Le strategie per favorire la convivenza generazionale

Benché stereotipare i lavoratori solo in base all’età possa essere controproducente e limitante – è infatti importante considerare anche fattori come lo stile di vita e il contesto culturale per capire meglio i diversi approcci al lavoro – tuttavia, per creare armonia tra le diverse generazioni, le aziende possono adottare alcune strategie chiave.

Primo fra tutti il mentoring intergenerazionale – incluso il reverse mentoring –, promuovendo momenti di incontro tra i lavoratori senior e le nuove generazioni e di scambio bidirezionale di competenze ed esperienze.

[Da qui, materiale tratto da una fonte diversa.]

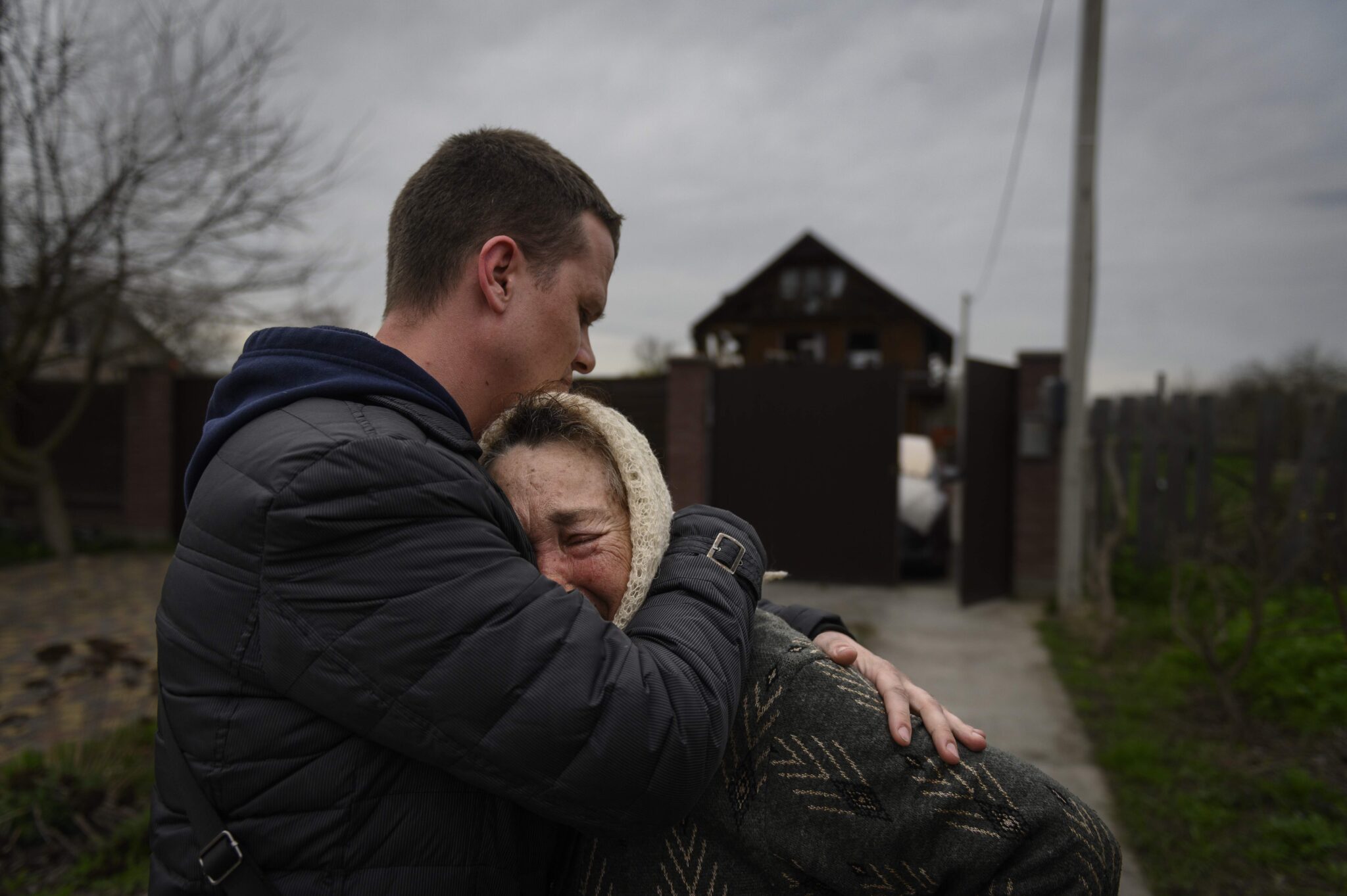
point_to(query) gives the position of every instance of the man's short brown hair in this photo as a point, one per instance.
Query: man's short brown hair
(478, 186)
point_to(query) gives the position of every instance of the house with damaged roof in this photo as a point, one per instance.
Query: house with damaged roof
(812, 306)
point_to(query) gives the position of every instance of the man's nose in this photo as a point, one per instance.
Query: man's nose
(585, 360)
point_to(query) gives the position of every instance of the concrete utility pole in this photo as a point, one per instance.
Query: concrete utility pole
(1079, 310)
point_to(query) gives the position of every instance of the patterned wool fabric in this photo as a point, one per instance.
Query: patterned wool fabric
(814, 797)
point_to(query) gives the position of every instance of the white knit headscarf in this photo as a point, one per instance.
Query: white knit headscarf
(649, 504)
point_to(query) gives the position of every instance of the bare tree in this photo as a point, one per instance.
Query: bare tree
(146, 186)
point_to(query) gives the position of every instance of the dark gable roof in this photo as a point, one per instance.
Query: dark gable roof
(862, 296)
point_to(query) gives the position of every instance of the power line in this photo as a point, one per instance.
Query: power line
(1017, 151)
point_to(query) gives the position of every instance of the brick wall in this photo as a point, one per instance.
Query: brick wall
(1036, 483)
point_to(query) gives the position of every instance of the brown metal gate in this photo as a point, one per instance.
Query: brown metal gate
(988, 483)
(808, 455)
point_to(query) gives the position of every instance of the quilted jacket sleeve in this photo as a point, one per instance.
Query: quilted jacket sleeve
(394, 603)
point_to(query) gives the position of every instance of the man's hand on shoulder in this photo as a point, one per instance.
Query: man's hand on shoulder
(902, 699)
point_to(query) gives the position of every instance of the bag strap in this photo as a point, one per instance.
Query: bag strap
(221, 859)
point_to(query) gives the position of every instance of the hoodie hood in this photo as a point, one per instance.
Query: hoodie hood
(283, 365)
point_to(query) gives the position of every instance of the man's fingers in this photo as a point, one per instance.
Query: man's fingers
(900, 715)
(843, 653)
(838, 648)
(934, 717)
(971, 738)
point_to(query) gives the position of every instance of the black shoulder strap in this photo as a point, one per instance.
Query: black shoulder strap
(222, 857)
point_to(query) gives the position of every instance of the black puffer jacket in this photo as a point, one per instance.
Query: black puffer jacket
(381, 695)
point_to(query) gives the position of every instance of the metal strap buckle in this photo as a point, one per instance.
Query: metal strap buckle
(733, 567)
(221, 839)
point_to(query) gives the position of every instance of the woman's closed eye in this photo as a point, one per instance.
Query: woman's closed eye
(581, 541)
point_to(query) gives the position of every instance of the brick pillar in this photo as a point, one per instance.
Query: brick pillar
(689, 431)
(149, 482)
(1036, 481)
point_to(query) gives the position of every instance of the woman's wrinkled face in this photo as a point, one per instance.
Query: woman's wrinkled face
(579, 531)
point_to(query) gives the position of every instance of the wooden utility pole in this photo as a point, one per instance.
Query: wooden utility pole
(961, 365)
(1079, 310)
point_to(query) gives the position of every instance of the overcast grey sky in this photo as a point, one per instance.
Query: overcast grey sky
(723, 130)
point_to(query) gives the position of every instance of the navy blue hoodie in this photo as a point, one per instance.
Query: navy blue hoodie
(282, 365)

Fondamentale è anche la flessibilità, adattando le politiche aziendali per rispondere alle diverse esigenze di ciascuna generazione, come gli orari flessibili per i Millennial e la Gen Z o i programmi di lavoro part-time per i Baby Boomer che si avvicinano alla pensione.

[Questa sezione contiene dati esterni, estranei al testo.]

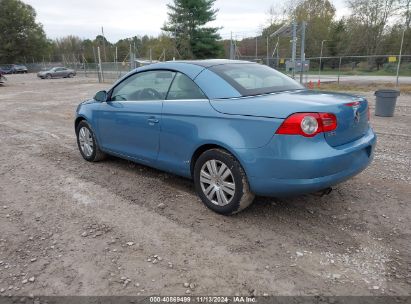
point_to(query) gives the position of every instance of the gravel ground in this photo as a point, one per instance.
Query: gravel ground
(68, 227)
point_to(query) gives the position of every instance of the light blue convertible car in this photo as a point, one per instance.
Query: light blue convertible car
(238, 129)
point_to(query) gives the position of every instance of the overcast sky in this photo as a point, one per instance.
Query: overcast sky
(127, 18)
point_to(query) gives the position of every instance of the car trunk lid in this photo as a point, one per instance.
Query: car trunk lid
(351, 111)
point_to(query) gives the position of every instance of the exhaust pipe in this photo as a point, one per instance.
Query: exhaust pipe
(323, 192)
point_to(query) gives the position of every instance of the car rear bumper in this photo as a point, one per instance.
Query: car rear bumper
(293, 165)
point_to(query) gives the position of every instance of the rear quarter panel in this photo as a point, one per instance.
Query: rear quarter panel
(187, 125)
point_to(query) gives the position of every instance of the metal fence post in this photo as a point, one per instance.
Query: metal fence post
(399, 57)
(339, 71)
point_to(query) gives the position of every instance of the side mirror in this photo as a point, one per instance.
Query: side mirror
(101, 96)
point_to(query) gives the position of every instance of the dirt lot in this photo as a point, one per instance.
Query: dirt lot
(68, 227)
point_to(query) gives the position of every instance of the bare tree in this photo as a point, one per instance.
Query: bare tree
(371, 19)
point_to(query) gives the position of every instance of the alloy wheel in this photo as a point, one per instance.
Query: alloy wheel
(217, 182)
(86, 141)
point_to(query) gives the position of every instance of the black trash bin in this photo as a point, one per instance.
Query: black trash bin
(385, 102)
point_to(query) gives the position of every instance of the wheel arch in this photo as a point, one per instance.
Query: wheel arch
(78, 120)
(209, 146)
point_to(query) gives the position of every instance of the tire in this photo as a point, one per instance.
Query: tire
(223, 199)
(87, 144)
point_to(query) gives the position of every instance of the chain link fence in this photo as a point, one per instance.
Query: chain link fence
(340, 68)
(326, 69)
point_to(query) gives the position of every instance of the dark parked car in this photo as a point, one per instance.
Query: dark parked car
(17, 69)
(13, 69)
(56, 72)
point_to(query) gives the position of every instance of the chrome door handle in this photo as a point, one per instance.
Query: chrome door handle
(153, 120)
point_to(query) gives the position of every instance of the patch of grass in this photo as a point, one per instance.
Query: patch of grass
(362, 87)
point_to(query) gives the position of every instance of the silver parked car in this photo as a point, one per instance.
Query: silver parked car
(57, 72)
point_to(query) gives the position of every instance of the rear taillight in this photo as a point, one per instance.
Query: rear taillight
(308, 124)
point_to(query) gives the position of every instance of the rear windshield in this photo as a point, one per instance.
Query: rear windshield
(255, 79)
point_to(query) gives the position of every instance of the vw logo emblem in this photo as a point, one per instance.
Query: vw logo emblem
(357, 116)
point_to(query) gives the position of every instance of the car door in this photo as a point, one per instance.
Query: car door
(185, 112)
(129, 123)
(63, 72)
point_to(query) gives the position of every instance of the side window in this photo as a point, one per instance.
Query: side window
(152, 85)
(184, 88)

Per quanto concerne l’ambiente di lavoro, dovrà essere all’insegna dell’inclusività, in modo da valorizzare la diversity, sfruttando la pluralità di idee e competenze come un vantaggio competitivo.

Di pari passo con l’inclusività è la valorizzazione delle soft skill, le competenze trasversali come comunicazione e gestione emotiva, per creare team capaci di affrontare le sfide comuni gestendo i possibili conflitti generazionali nel migliore dei modi.

Infine, la personalizzazione da parte dell’HR del rapporto lavorativo sarà sicuramente un elemento vincente e fidelizzante: cercare di comprendere aspirazioni ed esigenze personali di ognuno adattando di conseguenza programmi e attività sarà fondamentale per creare l’engagement giusto. Adottando un approccio personalizzato ed empatico, infatti, le aziende possono creare una forza lavoro più inclusiva e coinvolta, favorendo la collaborazione e la produttività tra i dipendenti di diverse generazioni. Con il giusto approccio, gli strumenti, la formazione e l’apprendimento continuo, gli individui di ogni generazione potranno trovare la propria dimensione lavorativa e trarre il massimo della soddisfazione dal lavoro, in uno scambio continuo di energie e saperi. 

L’opinione dell’HR

Abbiamo chiesto a Ferro anche un consiglio per i colleghi HR che si ritrovano a dover gestire una fascia così larga di dipendenti:

“La cultura del rispetto, dell’ascolto e dell’inclusione assieme alla gioia della condivisione sono parte integrante di ogni nostra azione – afferma Ferro –. Come People Director, per gestire efficacemente un team multi-generazionale, posso dire che è fondamentale riconoscere e valorizzare le diverse aspettative, bisogni e competenze di ciascuna generazione, considerando le differenze come un punto di partenza e non di arrivo. 

Come evidenziato dall’indagine con AstraRicerche, la formazione riveste sicuramente un ruolo chiave: in questo modo, ognuno potrà sviluppare al meglio il proprio percorso di crescita personale, oltre che quello in team. Credo, infine, che la capacità di ascolto sia alla base per garantire la corretta interpretazione dei bisogni di tutti e, di conseguenza, per migliorare il benessere delle persone, tanto quanto tutte le misure volte a promuovere flessibilità e work-life balance. Le aziende devono lavorare su questi aspetti, garantendo un ambiente equo e inclusivo e promuovendo il dialogo e la crescita collettiva”.